Amerio efectivamente estima que la Iglesia no ha de perderse y no pasará la frontera absoluta mientras la verdad que enseña sea sólo contrariada -como ocurre en el caso de doctrinas que contradicen la doctrina "de la sustitución", o aquella de la exclusividad de la gracia en la Iglesia, único "sacramento de salvación", o aquellas sobre la libertad de culto para las falsas religiones-, pero cree más bien que ésta pueda perderse y degenerar sólo en tanto la verdad resulte herida hasta su remoción, o abrogación, en la negación y el rechazo incluso mínimos de cualquier anterior enseñanza sobre un cierto artículo.
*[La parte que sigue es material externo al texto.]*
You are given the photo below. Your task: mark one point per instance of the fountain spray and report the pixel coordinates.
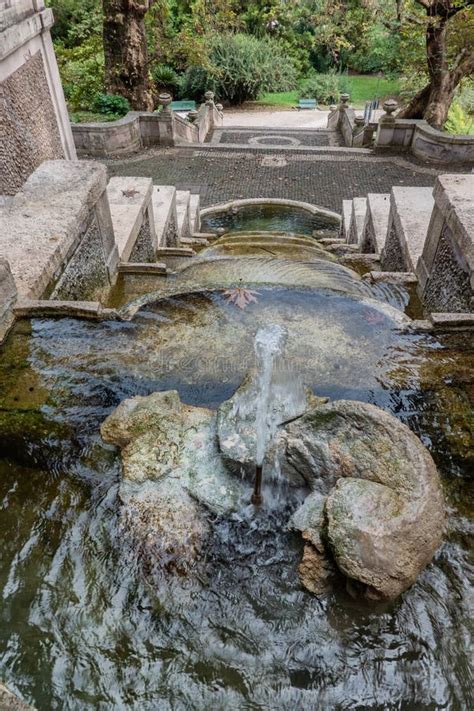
(268, 346)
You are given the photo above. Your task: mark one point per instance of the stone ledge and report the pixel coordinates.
(45, 221)
(29, 308)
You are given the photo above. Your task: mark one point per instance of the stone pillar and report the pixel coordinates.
(166, 120)
(390, 106)
(445, 269)
(33, 115)
(8, 295)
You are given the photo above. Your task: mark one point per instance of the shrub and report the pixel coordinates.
(110, 105)
(166, 78)
(240, 68)
(459, 121)
(325, 88)
(82, 72)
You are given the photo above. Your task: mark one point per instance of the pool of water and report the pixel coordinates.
(79, 627)
(271, 218)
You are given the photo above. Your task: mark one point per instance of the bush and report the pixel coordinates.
(240, 68)
(325, 88)
(165, 78)
(110, 105)
(82, 72)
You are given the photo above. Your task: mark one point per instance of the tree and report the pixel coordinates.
(125, 51)
(449, 35)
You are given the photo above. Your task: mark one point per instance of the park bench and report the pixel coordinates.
(307, 104)
(183, 105)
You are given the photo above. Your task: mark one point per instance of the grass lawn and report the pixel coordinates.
(363, 88)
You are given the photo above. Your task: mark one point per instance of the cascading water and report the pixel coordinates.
(276, 393)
Aquellos dos juramentos del Señor arriba citados «aseguran de parte de Dios que la verdad (=la Iglesia) no puede salir de la Iglesia, y aun que ni siquiera pueden realizarse las condiciones inmediatas de su salida, ya que el verificarse las condiciones inmediatas de salida sería ya una salida; y las condiciones señaladas por Amerio son: abrogar, anular el dogma con positivas, públicas y claras formulaciones teoréticas deliberadamente pensadas y formuladas como tales desde el Trono más alto».

Esto mismo lo creemos así: lo exige la doctrina de la infalibilidad. Lo que no nos exime de tener que soportar, para nuestra prueba, el aluvión de ambigüedades que destiñen el ministerio docente de la Iglesia. Como una particular extensión de las tesis inclusivistas-latitudinarias muy en boga, el embate contra el Logos alcanzó a la mismísima Cátedra de Pedro, no ya bajo la forma de una improbable herejía formal, sino como enojosa, inquietante polisemia instalada en el magisterio menudo del papa.